Taken entirely by surprise. New Carthage was captured without a siege. Not one of the inhabitants was spared, and spoil of fabulous amounts fell to the victors.

It seems like a fairy tale--or like the story of Mexico and Peru 1800 years later--to read of 276 golden bowls which were brought to Scipio's tent, countless vessels of silver, and 18 tons of coined and wrought silver.

But the richest part of the prize was the 750 Spanish hostages--high in rank of course--whom the various tribes had given in pledge of their fidelity to Carthage. Now Scipio held these pledges, and they were a menace and a promise. They were Roman slaves, but he could by kindness, and by holding out the hope of emancipation, placate and further bind to him the native people.

By an exercise of tact and clemency Scipio gained such an ascendancy over the inhabitants, and so moved were they by this unexpected generosity and kindness, that many would gladly have made him their king.

But he seems to have been the "noblest Roman of them all," and when saluted as king on one occasion he said: "Never call me king. Other nations may revere that name, but no Roman can endure it. My soldiers have given me a more honorable title--that of general."

Such nobility, such a display of Roman virtue, was a revelation to these barbarians; and they felt the grandeur of the words, though they could not quite understand them. They were won to the cause of Rome, and formed loyal alliances with Scipio which they never broke.

In the year 206 B.C. Gades (Cadiz), the last stronghold, was surrendered to the Romans, and the entire Spanish Peninsula had been wrenched from the Carthaginians.

Iberia was changed to Hispania, and fifteen years later the whole of the Peninsula was organized into a Roman province, thenceforth known in history, not as Iberia, nor yet Hispania; but Spain, and its people as Spaniards.

At the end of the third Punic war (149-146 B.C.), the ruin of the Carthaginians was complete. Hannibal had died a fugitive and a suicide. His nation had not a single ship upon the seas, nor a foot of territory upon the earth, and the great city of Carthage was plowed and sowed with salt. Rome had been used by Fate to fulfill her stern decree--"Delenda est Carthago."
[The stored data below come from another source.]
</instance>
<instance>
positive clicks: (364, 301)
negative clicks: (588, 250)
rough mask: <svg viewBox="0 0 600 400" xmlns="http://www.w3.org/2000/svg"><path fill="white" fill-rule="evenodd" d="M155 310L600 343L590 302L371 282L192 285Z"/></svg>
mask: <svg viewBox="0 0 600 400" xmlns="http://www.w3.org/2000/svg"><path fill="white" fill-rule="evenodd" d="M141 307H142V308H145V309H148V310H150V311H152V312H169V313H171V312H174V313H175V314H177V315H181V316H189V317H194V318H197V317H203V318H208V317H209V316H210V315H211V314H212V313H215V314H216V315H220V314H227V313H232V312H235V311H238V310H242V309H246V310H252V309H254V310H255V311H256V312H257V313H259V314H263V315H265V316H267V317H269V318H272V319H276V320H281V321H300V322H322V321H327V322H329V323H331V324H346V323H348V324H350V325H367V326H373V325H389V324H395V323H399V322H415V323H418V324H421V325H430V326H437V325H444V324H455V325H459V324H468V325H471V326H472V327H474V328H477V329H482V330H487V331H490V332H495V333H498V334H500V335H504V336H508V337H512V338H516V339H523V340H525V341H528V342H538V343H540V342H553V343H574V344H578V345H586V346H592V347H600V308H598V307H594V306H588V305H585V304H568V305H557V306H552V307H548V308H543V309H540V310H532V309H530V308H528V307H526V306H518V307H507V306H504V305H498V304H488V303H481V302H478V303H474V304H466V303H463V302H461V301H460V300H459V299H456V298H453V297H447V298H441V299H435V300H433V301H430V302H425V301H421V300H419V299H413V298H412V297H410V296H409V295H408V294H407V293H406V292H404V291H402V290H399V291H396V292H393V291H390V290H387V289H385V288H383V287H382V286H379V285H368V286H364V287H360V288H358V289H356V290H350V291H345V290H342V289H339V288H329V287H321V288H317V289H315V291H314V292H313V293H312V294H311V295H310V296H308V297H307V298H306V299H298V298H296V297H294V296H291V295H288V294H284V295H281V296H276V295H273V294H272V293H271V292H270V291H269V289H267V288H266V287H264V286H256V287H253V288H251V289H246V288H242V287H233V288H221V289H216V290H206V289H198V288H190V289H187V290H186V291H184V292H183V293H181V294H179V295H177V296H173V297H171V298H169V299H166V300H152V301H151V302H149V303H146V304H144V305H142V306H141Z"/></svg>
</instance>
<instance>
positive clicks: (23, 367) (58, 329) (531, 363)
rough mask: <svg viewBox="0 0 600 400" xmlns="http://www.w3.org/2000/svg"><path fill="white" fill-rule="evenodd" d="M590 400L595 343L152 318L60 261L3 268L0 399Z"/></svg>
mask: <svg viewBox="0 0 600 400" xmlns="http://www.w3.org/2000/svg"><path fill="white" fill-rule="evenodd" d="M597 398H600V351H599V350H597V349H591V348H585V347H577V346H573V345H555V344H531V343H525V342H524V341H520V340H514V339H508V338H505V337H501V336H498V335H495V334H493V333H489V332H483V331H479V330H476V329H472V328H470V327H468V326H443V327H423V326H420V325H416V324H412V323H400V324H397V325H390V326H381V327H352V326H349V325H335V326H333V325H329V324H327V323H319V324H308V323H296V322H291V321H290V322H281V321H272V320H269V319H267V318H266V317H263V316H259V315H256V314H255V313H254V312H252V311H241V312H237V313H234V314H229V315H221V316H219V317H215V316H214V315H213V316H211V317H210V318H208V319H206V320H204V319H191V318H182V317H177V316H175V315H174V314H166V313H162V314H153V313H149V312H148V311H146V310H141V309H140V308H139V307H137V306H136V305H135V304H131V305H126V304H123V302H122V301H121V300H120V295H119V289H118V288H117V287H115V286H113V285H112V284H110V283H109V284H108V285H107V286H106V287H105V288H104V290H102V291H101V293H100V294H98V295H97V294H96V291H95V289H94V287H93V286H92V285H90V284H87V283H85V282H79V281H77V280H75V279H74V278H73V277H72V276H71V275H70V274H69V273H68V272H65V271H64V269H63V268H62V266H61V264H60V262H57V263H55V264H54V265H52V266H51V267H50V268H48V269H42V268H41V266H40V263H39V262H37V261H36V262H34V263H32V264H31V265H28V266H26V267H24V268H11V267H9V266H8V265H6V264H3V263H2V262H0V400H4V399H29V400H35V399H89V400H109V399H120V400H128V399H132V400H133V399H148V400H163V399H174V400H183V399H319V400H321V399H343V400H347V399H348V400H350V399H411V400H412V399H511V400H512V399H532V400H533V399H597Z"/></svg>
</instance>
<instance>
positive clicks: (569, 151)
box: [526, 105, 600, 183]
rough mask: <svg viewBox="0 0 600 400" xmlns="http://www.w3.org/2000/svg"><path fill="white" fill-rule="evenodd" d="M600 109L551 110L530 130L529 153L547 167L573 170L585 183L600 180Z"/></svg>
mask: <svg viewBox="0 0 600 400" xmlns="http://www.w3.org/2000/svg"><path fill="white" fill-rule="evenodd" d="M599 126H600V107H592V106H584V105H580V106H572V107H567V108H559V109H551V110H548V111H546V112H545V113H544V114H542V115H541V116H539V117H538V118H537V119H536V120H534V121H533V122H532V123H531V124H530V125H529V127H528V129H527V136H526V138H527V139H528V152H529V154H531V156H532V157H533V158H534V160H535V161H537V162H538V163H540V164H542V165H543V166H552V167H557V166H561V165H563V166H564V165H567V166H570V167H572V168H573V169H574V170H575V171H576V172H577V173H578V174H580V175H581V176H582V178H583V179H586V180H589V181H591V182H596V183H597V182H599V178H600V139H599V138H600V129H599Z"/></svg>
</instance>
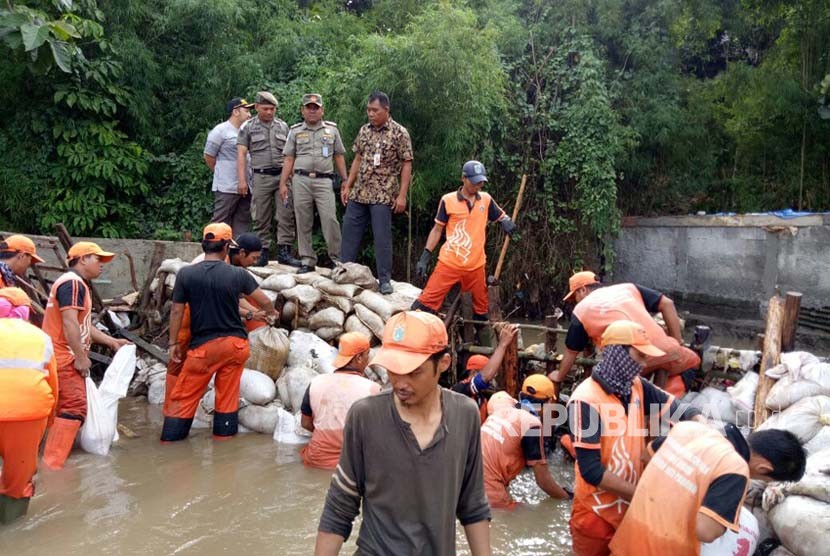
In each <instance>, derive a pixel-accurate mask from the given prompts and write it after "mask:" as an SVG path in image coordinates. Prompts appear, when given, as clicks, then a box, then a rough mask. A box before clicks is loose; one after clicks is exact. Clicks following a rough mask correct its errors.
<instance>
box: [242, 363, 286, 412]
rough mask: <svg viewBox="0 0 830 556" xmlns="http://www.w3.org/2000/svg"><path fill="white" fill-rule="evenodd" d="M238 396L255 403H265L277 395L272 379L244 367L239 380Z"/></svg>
mask: <svg viewBox="0 0 830 556" xmlns="http://www.w3.org/2000/svg"><path fill="white" fill-rule="evenodd" d="M239 397H240V398H244V399H246V400H248V401H249V402H251V403H253V404H257V405H265V404H267V403H269V402H271V401H273V399H274V398H276V397H277V388H276V386H275V385H274V381H273V379H271V377H269V376H268V375H266V374H265V373H261V372H259V371H255V370H253V369H244V370H243V371H242V378H241V379H240V380H239Z"/></svg>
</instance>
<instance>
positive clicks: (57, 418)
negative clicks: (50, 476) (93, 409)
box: [43, 417, 81, 469]
mask: <svg viewBox="0 0 830 556" xmlns="http://www.w3.org/2000/svg"><path fill="white" fill-rule="evenodd" d="M80 428H81V422H80V421H79V420H77V419H65V418H63V417H55V422H54V423H52V426H51V427H50V428H49V434H48V435H47V436H46V444H45V445H44V447H43V464H44V465H46V467H48V468H49V469H62V468H63V464H64V463H66V458H68V457H69V452H71V451H72V445H73V444H74V443H75V436H76V435H77V434H78V429H80Z"/></svg>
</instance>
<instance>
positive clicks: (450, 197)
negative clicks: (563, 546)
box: [436, 191, 493, 270]
mask: <svg viewBox="0 0 830 556" xmlns="http://www.w3.org/2000/svg"><path fill="white" fill-rule="evenodd" d="M458 197H459V194H458V192H457V191H453V192H452V193H447V194H446V195H444V196H443V197H442V198H441V201H443V203H444V209H445V210H446V211H447V217H448V220H447V225H446V234H447V240H446V241H445V242H444V245H442V246H441V250H440V251H439V252H438V260H439V261H441V262H442V263H444V264H445V265H447V266H449V267H452V268H454V269H457V270H475V269H477V268H481V267H482V266H484V264H485V263H486V262H487V257H486V256H485V254H484V245H485V243H486V231H487V223H488V222H489V219H488V214H489V212H490V204H491V203H492V202H493V198H492V197H490V195H489V194H487V193H483V192H482V193H479V194H478V198H476V199H475V200H474V201H473V207H472V209H471V208H470V207H469V205H467V200H466V199H464V198H461V199H459V198H458ZM436 222H438V221H437V220H436ZM438 223H439V224H443V222H438Z"/></svg>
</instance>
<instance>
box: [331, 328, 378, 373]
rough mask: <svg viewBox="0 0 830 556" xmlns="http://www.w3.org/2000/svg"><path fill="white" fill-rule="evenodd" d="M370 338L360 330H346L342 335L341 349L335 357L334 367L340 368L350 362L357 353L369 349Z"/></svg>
mask: <svg viewBox="0 0 830 556" xmlns="http://www.w3.org/2000/svg"><path fill="white" fill-rule="evenodd" d="M370 347H371V346H370V345H369V338H367V337H366V335H365V334H361V333H360V332H346V333H345V334H343V335H342V336H340V349H339V350H338V352H337V357H335V358H334V368H335V369H340V368H342V367H345V366H346V365H348V364H349V361H351V360H352V359H354V356H355V355H358V354H360V353H363V352H364V351H369V348H370Z"/></svg>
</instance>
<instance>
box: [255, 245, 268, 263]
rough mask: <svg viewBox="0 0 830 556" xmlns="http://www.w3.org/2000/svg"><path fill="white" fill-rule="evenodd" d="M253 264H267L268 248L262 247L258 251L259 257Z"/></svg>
mask: <svg viewBox="0 0 830 556" xmlns="http://www.w3.org/2000/svg"><path fill="white" fill-rule="evenodd" d="M254 266H268V248H267V247H263V248H262V251H260V252H259V259H257V262H256V264H255V265H254Z"/></svg>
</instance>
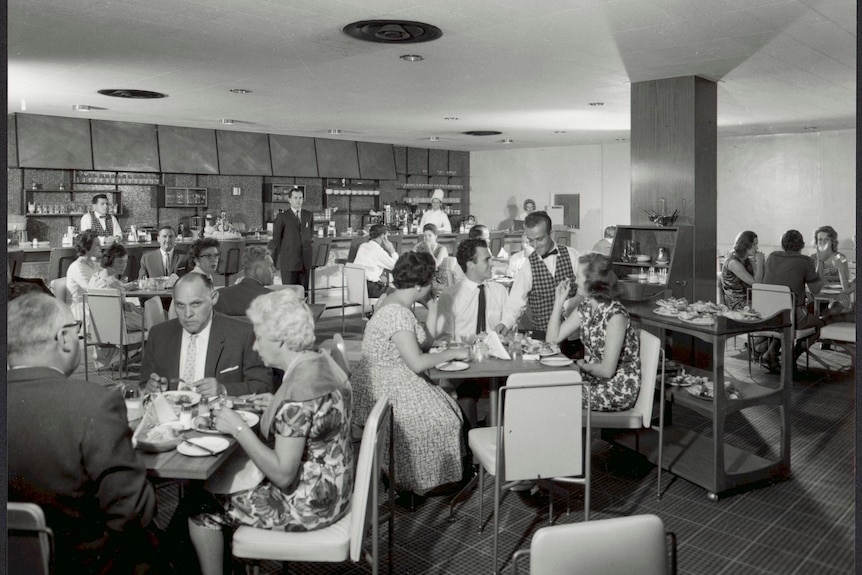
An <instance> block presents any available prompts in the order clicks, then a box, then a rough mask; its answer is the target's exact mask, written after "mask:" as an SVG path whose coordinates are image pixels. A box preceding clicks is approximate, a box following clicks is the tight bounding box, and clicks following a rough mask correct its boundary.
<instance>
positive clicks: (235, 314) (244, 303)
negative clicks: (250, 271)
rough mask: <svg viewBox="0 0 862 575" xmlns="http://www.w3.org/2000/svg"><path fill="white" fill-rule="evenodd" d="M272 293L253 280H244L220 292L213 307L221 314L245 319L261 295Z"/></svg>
mask: <svg viewBox="0 0 862 575" xmlns="http://www.w3.org/2000/svg"><path fill="white" fill-rule="evenodd" d="M268 293H272V290H270V289H269V288H267V287H266V286H265V285H263V284H262V283H260V282H259V281H257V280H256V279H253V278H243V279H242V281H241V282H239V283H238V284H235V285H232V286H229V287H226V288H222V289H220V290H218V301H217V302H216V304H215V306H214V307H213V309H214V310H216V311H217V312H219V313H223V314H225V315H232V316H242V317H245V310H247V309H248V308H249V306H250V305H251V302H252V301H253V300H254V298H256V297H257V296H259V295H265V294H268Z"/></svg>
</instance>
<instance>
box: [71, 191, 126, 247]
mask: <svg viewBox="0 0 862 575" xmlns="http://www.w3.org/2000/svg"><path fill="white" fill-rule="evenodd" d="M87 230H95V231H96V233H98V234H99V235H100V236H116V237H117V238H119V239H123V230H122V228H120V222H118V221H117V216H115V215H113V214H109V213H108V196H107V194H96V195H95V196H93V211H92V212H91V213H89V214H84V215H83V216H81V231H82V232H84V231H87Z"/></svg>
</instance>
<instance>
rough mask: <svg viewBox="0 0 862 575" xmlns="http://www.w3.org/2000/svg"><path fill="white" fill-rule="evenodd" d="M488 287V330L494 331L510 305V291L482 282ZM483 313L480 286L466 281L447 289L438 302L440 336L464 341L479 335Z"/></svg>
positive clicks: (486, 289)
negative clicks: (480, 318) (509, 294)
mask: <svg viewBox="0 0 862 575" xmlns="http://www.w3.org/2000/svg"><path fill="white" fill-rule="evenodd" d="M482 283H483V285H484V286H485V329H486V330H488V331H490V330H492V329H494V326H495V325H497V324H498V323H500V321H501V319H502V315H503V307H504V306H505V305H506V296H507V292H506V288H504V287H503V286H502V285H500V284H498V283H496V282H493V281H490V280H489V281H485V282H482ZM478 313H479V284H477V283H476V282H474V281H473V280H471V279H469V278H467V277H465V278H464V279H463V280H461V281H459V282H457V283H456V284H454V285H451V286H449V287H447V288H445V289H444V290H443V291H442V292H441V293H440V300H439V301H438V302H437V324H438V327H439V329H438V333H440V334H441V335H444V334H446V335H451V336H453V337H455V338H457V339H464V338H465V337H466V336H468V335H470V334H475V333H476V317H477V315H478Z"/></svg>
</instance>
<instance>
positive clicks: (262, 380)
mask: <svg viewBox="0 0 862 575" xmlns="http://www.w3.org/2000/svg"><path fill="white" fill-rule="evenodd" d="M218 298H219V293H218V292H217V291H215V290H214V289H213V285H212V282H211V281H210V280H209V279H208V278H207V277H206V276H205V275H203V274H195V273H190V274H187V275H185V276H183V277H181V278H180V279H179V280H178V281H177V283H176V284H175V285H174V289H173V299H174V308H175V309H176V312H177V317H176V319H172V320H169V321H166V322H163V323H160V324H159V325H156V326H154V327H153V328H152V329H151V330H150V336H149V337H148V338H147V345H146V348H145V349H144V358H143V361H142V364H141V383H143V384H145V385H146V389H147V391H149V392H151V393H155V392H158V391H159V386H160V384H161V385H164V384H167V385H168V389H172V390H173V389H178V388H179V387H180V386H179V384H180V381H182V382H183V384H182V388H183V389H191V390H194V391H197V392H198V393H200V394H202V395H205V396H211V395H217V394H219V393H221V392H222V390H224V391H226V392H227V394H228V395H232V396H239V395H245V394H250V393H266V392H272V391H273V385H272V384H273V377H272V370H271V369H269V368H268V367H266V366H265V365H264V364H263V361H262V360H261V359H260V356H259V355H258V354H257V352H256V351H254V349H253V346H254V331H253V330H252V326H251V324H250V323H248V322H245V321H242V320H239V319H235V318H231V317H228V316H226V315H223V314H220V313H218V312H215V311H213V306H214V305H215V303H216V302H217V301H218Z"/></svg>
It was really only a limited portion of the Peninsula; a fringe of provinces upon the south and east coast, which had been under Carthaginian and now acknowledged Roman dominion. Beyond these the Keltiberian tribes in the center formed a sort of confederation, and consented to certain alliances with the Romans; while beyond them, intrenched in their own impregnable mountain fastnesses, were brave, warlike, independent tribes, which had never known anything but freedom, whose names even, Rome had not yet heard. The stern virtue and nobility of Scipio proved a delusive promise. Rome had not an easy task, and other and brutal methods were to be employed in subduing stubborn tribes and making of the whole a Latin nation. In one of the defiles of the Pyrenees there may now be seen the ruins of fortifications built by Cato the Elder, not long after Scipio, which show how early those free people in the north were made to feel the iron heel of the master and to learn their lesson of submission.

The century which followed Scipio's conquest was one of dire experience for Spain. A Roman army was trampling out every vestige of freedom in provinces which had known nothing else; and more than that, Roman diplomacy was making of their new possession a fighting ground for the civil war which was then raging at Rome; and partisans of Marius and of Sylla were using and slaughtering the native tribes in their own desperate struggle. Roman rule was arrogant and oppressive, Roman governors cruel, arbitrary, and rapacious, and the boasted "Roman virtue" seemed to have been left in Rome, when treaties were made only to be violated at pleasure.